For a more elementary treatment ...
Fact. If the rows of $A$ are linearly dependent, then the rows of $A B$ are linearly dependent.
Proof of fact. Consider the 3x3 case, where the linearly-dependent rows of $A$ are $\mathbf{a}_1$, $\mathbf{a}_2$, $\mathbf{a}_3 = h \mathbf{a}_1 + k \mathbf{a}_2$ (for some scalars $h$ and $k$):
$$A = \begin{bmatrix}\mathbf{a}_1 \\ \mathbf{a}_2 \\ h\mathbf{a}_1 + k\mathbf{a}_2\end{bmatrix} = \begin{bmatrix}p & q & r \\ s & t & u \\ hp + ks & hq + kt & hr + ku \end{bmatrix}$$
Writing $\mathbf{b}_1$, $\mathbf{b}_2$, and $\mathbf{b}_3$ for the rows of $B$, we have
$$A B = \begin{bmatrix}p & q & r \\ s & t & u \\ hp + ks & hq + kt & hr + ku \end{bmatrix} \begin{bmatrix}\mathbf{b}_1 \\ \mathbf{b}_2 \\ \mathbf{b}_3\end{bmatrix} = \begin{bmatrix}p
\mathbf{b}_1+ q\mathbf{b}_2 + r\mathbf{b}_3 \\ s\mathbf{b}_1 + t\mathbf{b}_2 + u\mathbf{b}_3 \\ (hp + ks)\mathbf{b}_1 + (hq + kt)\mathbf{b}_2 + (hr + ku)\mathbf{b}_3 \end{bmatrix}$$
$$= \begin{bmatrix}p
\mathbf{b}_1+ q\mathbf{b}_2 + r\mathbf{b}_3 \\ s\mathbf{b}_1 + t\mathbf{b}_2 + u\mathbf{b}_3 \\ h(p\mathbf{b_1}+q\mathbf{b}_2+r\mathbf{b}_3) + k(s\mathbf{b}_1 + t\mathbf{b}_2 + u\mathbf{b}_3) \end{bmatrix}$$
Generally, the linear dependence of the rows of $A$ carries over to the rows of the product, proving our Fact. (This reasoning actually shows the more-precise Fact that $rank(AB)\le rank(A)$.)

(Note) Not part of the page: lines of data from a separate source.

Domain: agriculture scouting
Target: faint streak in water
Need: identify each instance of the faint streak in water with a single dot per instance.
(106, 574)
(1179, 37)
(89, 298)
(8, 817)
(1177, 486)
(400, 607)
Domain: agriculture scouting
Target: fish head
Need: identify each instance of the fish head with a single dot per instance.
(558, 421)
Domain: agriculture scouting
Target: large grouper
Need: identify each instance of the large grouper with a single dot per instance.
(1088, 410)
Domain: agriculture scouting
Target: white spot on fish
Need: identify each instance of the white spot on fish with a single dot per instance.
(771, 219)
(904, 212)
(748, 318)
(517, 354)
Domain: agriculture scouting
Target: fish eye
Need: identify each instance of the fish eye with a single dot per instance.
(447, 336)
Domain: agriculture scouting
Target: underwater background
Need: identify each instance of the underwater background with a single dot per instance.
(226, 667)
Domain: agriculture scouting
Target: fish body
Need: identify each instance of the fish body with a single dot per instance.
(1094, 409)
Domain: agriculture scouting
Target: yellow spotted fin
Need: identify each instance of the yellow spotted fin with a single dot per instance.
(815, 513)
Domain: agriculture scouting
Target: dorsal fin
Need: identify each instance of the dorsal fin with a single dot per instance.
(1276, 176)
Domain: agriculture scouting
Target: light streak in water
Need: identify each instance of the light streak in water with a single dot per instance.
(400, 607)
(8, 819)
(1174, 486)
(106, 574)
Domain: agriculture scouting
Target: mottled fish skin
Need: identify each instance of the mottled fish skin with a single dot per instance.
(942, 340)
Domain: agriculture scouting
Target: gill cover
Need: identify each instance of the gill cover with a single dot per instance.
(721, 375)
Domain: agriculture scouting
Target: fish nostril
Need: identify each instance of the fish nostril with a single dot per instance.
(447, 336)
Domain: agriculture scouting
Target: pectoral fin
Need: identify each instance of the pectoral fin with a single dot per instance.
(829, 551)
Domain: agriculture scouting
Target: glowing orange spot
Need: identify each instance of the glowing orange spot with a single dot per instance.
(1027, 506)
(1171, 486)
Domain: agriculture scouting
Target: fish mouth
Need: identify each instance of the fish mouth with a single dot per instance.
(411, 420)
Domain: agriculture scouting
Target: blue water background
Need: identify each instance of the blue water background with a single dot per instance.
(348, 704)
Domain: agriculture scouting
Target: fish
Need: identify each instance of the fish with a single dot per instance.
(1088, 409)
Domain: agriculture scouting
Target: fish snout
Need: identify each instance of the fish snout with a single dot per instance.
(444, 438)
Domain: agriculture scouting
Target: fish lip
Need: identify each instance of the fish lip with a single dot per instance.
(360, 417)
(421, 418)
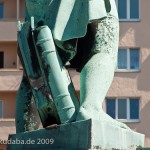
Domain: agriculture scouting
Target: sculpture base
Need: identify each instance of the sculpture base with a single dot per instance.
(88, 134)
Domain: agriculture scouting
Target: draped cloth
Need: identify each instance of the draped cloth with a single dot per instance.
(68, 19)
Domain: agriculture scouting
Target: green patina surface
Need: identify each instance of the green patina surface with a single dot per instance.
(47, 81)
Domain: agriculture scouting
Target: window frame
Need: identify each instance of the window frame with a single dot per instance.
(2, 3)
(2, 109)
(128, 61)
(1, 51)
(128, 19)
(128, 109)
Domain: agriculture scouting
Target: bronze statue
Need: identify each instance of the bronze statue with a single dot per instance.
(82, 32)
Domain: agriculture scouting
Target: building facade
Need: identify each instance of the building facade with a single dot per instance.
(128, 99)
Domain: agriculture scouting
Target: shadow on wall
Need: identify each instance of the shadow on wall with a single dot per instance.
(144, 126)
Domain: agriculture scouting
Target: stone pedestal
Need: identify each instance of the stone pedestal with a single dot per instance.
(83, 135)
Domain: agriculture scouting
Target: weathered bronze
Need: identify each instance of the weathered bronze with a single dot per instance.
(52, 34)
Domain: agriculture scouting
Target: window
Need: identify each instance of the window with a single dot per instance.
(128, 10)
(1, 109)
(128, 59)
(124, 109)
(1, 10)
(1, 60)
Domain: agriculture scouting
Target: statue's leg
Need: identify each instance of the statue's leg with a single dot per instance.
(97, 74)
(27, 118)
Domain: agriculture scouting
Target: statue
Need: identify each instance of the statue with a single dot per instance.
(52, 34)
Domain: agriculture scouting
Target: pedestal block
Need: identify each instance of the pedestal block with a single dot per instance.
(82, 135)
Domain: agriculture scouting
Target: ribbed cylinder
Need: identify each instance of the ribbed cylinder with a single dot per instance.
(55, 78)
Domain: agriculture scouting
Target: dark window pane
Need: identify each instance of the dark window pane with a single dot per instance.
(1, 109)
(111, 107)
(134, 58)
(1, 10)
(122, 9)
(134, 108)
(122, 109)
(134, 9)
(122, 59)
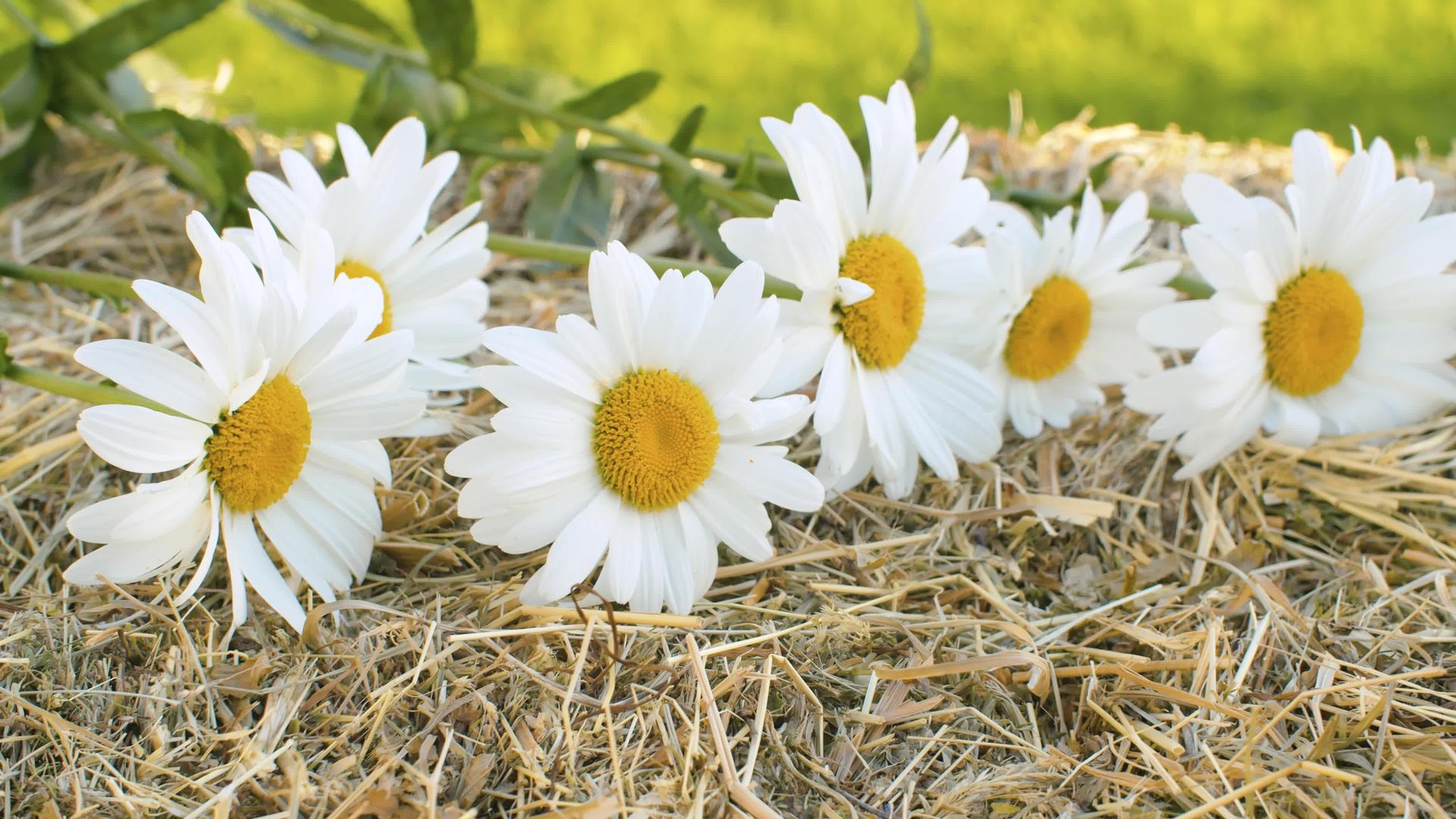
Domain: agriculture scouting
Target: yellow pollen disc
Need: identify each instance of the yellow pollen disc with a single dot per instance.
(655, 439)
(883, 327)
(256, 452)
(1312, 333)
(357, 270)
(1049, 333)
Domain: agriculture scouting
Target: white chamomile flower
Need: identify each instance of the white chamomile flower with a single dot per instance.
(376, 216)
(886, 295)
(1066, 319)
(637, 439)
(1335, 322)
(277, 423)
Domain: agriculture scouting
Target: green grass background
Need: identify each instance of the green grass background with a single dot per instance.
(1229, 69)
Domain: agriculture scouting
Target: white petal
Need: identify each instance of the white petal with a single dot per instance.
(246, 556)
(139, 439)
(576, 551)
(156, 373)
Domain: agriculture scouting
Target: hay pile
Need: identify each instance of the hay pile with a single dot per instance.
(1068, 632)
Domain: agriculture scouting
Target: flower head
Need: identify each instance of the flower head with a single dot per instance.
(637, 439)
(886, 293)
(1337, 321)
(277, 425)
(376, 218)
(1066, 319)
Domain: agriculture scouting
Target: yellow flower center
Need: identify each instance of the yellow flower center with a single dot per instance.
(883, 327)
(1312, 333)
(655, 439)
(256, 452)
(1049, 333)
(359, 270)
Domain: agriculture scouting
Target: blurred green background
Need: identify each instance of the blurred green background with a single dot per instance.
(1229, 69)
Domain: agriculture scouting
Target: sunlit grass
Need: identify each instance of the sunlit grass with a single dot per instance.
(1238, 69)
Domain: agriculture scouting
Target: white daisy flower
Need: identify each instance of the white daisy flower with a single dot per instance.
(376, 216)
(637, 439)
(886, 293)
(1335, 322)
(1066, 319)
(278, 423)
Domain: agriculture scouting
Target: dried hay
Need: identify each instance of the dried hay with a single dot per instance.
(1065, 632)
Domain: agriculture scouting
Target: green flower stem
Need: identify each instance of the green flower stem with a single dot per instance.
(712, 186)
(120, 287)
(101, 284)
(1046, 200)
(88, 391)
(1191, 287)
(579, 256)
(743, 203)
(130, 140)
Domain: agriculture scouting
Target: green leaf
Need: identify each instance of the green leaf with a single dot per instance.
(25, 88)
(573, 200)
(682, 140)
(447, 31)
(919, 66)
(128, 30)
(607, 101)
(324, 37)
(18, 162)
(357, 15)
(209, 148)
(490, 124)
(686, 193)
(395, 89)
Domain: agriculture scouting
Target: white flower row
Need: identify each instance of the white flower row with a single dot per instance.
(644, 441)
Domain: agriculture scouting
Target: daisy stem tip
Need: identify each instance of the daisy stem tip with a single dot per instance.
(86, 391)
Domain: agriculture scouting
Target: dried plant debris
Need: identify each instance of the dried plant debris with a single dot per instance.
(1063, 632)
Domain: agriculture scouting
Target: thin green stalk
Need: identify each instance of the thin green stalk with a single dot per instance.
(1191, 287)
(118, 286)
(1046, 200)
(745, 203)
(711, 186)
(101, 284)
(580, 256)
(91, 392)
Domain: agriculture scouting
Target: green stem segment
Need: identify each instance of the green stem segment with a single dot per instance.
(91, 392)
(580, 256)
(743, 203)
(1047, 200)
(101, 284)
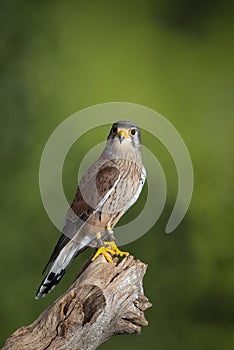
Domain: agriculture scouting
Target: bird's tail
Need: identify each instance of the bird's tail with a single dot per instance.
(58, 268)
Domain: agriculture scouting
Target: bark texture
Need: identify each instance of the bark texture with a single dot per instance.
(105, 300)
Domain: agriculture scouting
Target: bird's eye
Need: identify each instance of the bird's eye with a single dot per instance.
(133, 132)
(114, 129)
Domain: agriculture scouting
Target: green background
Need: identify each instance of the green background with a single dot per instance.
(57, 57)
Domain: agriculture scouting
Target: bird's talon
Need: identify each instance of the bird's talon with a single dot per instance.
(104, 251)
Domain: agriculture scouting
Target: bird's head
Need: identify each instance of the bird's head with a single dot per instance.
(125, 133)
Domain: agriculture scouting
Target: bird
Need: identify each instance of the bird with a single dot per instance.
(105, 192)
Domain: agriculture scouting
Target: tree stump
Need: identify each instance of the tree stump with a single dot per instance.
(105, 300)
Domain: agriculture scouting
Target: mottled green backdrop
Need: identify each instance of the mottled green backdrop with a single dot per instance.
(57, 57)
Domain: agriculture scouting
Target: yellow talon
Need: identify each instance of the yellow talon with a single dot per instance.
(104, 251)
(115, 249)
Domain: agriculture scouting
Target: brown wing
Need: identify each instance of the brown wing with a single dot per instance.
(94, 186)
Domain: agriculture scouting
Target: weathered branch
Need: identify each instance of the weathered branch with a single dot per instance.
(105, 300)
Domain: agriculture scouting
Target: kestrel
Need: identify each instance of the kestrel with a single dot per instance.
(106, 191)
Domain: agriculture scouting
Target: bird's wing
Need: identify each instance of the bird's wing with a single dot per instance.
(95, 186)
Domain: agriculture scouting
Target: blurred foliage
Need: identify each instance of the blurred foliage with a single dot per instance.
(58, 57)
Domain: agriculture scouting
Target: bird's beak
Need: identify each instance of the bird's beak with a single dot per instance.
(122, 135)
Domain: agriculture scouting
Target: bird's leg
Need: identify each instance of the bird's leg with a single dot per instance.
(112, 243)
(103, 250)
(115, 250)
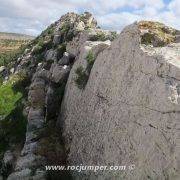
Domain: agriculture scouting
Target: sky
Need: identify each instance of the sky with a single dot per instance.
(32, 16)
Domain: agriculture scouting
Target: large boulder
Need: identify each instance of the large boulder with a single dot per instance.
(128, 112)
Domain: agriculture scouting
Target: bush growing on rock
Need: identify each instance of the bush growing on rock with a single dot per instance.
(82, 77)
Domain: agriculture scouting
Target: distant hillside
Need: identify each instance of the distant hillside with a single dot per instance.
(11, 45)
(15, 36)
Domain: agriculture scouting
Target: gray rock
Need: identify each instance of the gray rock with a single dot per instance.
(25, 174)
(128, 112)
(57, 39)
(65, 60)
(60, 73)
(8, 158)
(51, 55)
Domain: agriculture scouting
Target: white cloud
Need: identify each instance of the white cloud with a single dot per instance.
(32, 16)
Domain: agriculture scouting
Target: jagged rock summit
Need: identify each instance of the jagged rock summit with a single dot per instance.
(98, 98)
(129, 110)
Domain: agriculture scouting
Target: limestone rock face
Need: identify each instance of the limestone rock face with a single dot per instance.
(128, 112)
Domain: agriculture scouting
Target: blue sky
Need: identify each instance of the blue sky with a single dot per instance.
(32, 16)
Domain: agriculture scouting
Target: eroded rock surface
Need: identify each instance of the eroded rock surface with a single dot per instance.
(128, 112)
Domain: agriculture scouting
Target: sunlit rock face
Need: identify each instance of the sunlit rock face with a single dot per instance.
(129, 110)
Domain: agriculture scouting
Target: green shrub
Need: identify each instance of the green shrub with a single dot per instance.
(82, 77)
(99, 37)
(90, 58)
(37, 49)
(13, 122)
(113, 35)
(60, 50)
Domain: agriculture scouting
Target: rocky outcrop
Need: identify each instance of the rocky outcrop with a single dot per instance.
(128, 112)
(120, 103)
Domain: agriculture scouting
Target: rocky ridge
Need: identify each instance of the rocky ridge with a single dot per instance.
(98, 99)
(47, 61)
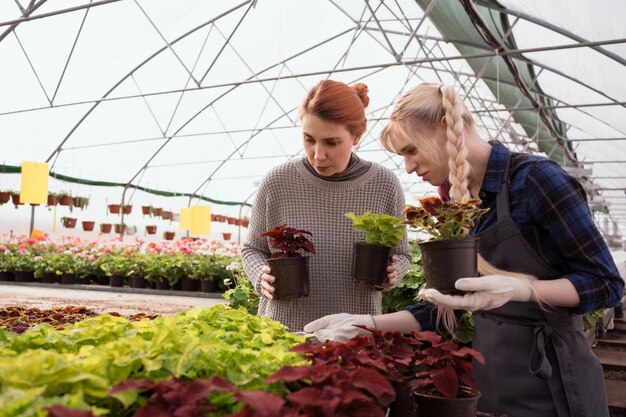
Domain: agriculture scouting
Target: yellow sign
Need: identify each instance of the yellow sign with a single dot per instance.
(34, 183)
(37, 234)
(200, 220)
(185, 218)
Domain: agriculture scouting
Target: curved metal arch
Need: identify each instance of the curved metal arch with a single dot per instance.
(82, 119)
(552, 27)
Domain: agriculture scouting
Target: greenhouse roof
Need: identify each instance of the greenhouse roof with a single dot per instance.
(193, 101)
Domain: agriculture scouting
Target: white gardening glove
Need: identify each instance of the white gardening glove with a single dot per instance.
(340, 327)
(489, 291)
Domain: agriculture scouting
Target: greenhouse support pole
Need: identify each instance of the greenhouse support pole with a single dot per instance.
(32, 219)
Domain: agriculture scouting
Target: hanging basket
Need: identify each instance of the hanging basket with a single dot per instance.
(66, 200)
(16, 199)
(53, 200)
(68, 222)
(114, 208)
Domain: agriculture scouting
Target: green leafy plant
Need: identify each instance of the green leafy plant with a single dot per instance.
(287, 241)
(406, 291)
(380, 229)
(443, 220)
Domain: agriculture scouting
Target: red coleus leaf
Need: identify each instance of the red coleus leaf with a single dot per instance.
(466, 352)
(432, 204)
(427, 336)
(287, 241)
(61, 411)
(374, 383)
(328, 397)
(446, 381)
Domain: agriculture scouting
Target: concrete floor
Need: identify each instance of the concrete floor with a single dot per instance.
(125, 303)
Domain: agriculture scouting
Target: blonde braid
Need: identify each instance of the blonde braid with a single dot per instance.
(457, 152)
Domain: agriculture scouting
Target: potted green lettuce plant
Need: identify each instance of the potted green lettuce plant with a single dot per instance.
(371, 256)
(448, 255)
(288, 265)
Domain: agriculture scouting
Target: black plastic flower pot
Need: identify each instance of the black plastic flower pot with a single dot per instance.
(189, 284)
(162, 284)
(445, 261)
(24, 276)
(369, 263)
(68, 279)
(116, 281)
(292, 277)
(432, 406)
(137, 281)
(208, 285)
(49, 278)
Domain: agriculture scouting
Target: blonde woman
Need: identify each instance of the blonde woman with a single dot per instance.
(538, 361)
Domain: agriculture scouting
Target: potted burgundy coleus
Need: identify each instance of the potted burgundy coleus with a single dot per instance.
(288, 266)
(370, 257)
(445, 385)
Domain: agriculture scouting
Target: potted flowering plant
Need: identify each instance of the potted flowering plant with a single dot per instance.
(370, 258)
(448, 255)
(445, 385)
(288, 266)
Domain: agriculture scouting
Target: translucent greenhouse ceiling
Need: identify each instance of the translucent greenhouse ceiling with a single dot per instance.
(200, 97)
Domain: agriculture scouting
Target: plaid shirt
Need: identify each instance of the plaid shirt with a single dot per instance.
(550, 209)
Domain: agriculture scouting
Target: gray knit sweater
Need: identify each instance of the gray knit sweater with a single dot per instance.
(290, 194)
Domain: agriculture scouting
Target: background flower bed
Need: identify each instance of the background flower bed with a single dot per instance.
(198, 259)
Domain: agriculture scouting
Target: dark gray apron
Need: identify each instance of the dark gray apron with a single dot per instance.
(538, 362)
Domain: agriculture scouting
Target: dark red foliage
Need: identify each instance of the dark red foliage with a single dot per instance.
(287, 241)
(448, 367)
(19, 319)
(174, 397)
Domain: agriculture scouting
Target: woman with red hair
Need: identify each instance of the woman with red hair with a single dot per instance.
(312, 193)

We can restate the Fact this way:
Re-Fact. If the rows of $AB$ are linearly independent, then the rows of $A$ are linearly independent.
To your question: If $A B = I$, then (by the Re-Fact) the rows of $A$ must be linearly independent. This implies that $A$ can be row-reduced to a diagonal matrix with no zero entries on that diagonal: the row-reduced form of $A$ must be the Identity matrix.
Note that row-reduction is actually an application of matrix multiplication. (You can see this in the equations above, where (left-)multiplying $B$ by $A$ combined the rows of $B$ according to the entries in the rows of $A$.) This means that, if $R$ is the result of some row combinations of $A$, then there exists a matrix $C$ that "performed" the combinations:
$$C A = R$$
If (as in the case of your problem) we have determined that $A$ can be row-reduced all the way down to the Identity matrix, then the corresponding $C$ matrix must be a (the) left-inverse of $A$:
$$C A = I$$
It's then straightforward to show that left and right inverses of $A$ must match. This has been shown in other answers, but for completeness ...
$$A B = I \;\; \to \;\; C (A B) = C \;\; \to \;\; (C A) B = C \;\; \to \;\; I B = C \;\; \to \;\; B = C$$
Once you start thinking (ahem) "outside the box (of numbers)" to interpret matrices as linear transformations of vectors and such, you can interpret this result in terms of mapping kernels and injectivity-vs-surjectivity and all the kinds of sophisticated things other answers are suggesting. Nevertheless, it's worth noting that this problem is solvable within the realm of matrix multiplication, plain and simple.